The secret Ramsey uncovers is so unlikely, so paranoid, that some readers will be inclined to reject it as a flight of fancy, an overheated metaphor from someone still smarting over being picked last in gym. But it is precisely that tendency to trivialize childhood suffering that makes the novel's central metaphor so potent. Only by entering the nightmare world of conspiracy and brutality that Crisp conjures can we come to recognize that its intensity is nothing less than an accurate reflection of how cruelty and authority function in the minds of children. When witnessing what many would dismiss as boys-will-be-boys naughtiness, Ramsey aptly notes, "I knew that what I was witnessing was as brutal as any mugging or gang rape." Likewise, the adult behavior that Crisp postulates is no harsher than that which is authorized under the dubious rubric of "toughening children up."

I can hardly deny that "Remember You're a One-Ball!" is often an unpleasant book to read. Ramsey, as much a product of the system the novel is indicting as any other character, is often difficult to like, very prone to self-pity, and his sense of moral superiority, however justified, can be infuriating. His social awkwardness, and the victimization he and others suffer, is so well-evoked as to be heart-breaking. The novel's climax, which is simultaneously a powerful symbol and a visceral reality, is highly disturbing. But Crisp is so adept a writer that I never felt unnecessarily brutalized. Difficult subjects require difficult reading.

Crisp is particularly good with the overwhelming power of visual stimuli and the force of memory. From the almost primal image that launches his strange, strained romantic relationship to the simple yet haunting descriptions of a neighborhood both changed and unchanged by term, his prose propelled me along, so that I finished a 270 page novel in about two and a half hours. The following passage, slightly modified to prevent unnecessary plot revelations, is typical:

"I had no idea why, but looking at [it], I began to experience a kind of rising up as from remote regions inside, or perhaps outside of myself, of a whole array of poignant feelings which, although I fear it is misleading, I am compelled to call nostalgic. On the tide of feelings were borne scraps of images and other fragments. I thought of Norman with his knees drawn up to his head, wrapped up in his coat. "Leave me alone-- I'm hibernating!" Within the coat was the warmth of blood, red and glowing. Debris stirred in the liquid and with them came the smell of pencil shavings wrapping around me and blurring the world into a leaden haze. The haze was a tunnel that led back to some ancient time where boys were playing with conkers and girls were skipping to their skipping rhymes. There was a chant, an absurd and menacing chant. All I heard was the word "remember" bullying in my head over and over. I was as alone as this hand in my pocket. A hand in my pocket. Hibernating. For years. Down the haze of the leaden tunnel to focus upon one small object."

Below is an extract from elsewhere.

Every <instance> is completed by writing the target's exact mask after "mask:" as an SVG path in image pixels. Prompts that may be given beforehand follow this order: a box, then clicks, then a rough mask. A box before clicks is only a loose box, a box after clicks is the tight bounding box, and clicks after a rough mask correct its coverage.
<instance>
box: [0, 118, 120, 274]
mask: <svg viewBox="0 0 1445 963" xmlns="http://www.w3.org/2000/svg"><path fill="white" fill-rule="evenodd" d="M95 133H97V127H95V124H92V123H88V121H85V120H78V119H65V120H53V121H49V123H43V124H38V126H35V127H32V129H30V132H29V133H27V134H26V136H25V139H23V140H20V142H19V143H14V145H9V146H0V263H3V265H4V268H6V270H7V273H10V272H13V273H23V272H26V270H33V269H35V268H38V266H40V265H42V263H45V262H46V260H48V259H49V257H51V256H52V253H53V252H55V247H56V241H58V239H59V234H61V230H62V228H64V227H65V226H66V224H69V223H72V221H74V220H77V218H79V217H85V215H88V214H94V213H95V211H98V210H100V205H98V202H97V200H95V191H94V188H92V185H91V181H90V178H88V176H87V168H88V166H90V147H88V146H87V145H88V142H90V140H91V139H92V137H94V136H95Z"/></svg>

I fear I've only begun to capture the richness of Crisp's prose, and of his novel, which manages to encompass a number of related themes without ever drawing away from its central, darkest one. "Remember You're a One-Ball!" is both a powerful piece of dystopian horror and a literary novel of the first order, pitiless in its judgments yet blazing with compassion. It stands alongside work by acknowledged masters of dark social observation, and deserves thorough consideration by the widest possible audience. If you only read a single book I recommend this year, make it this one.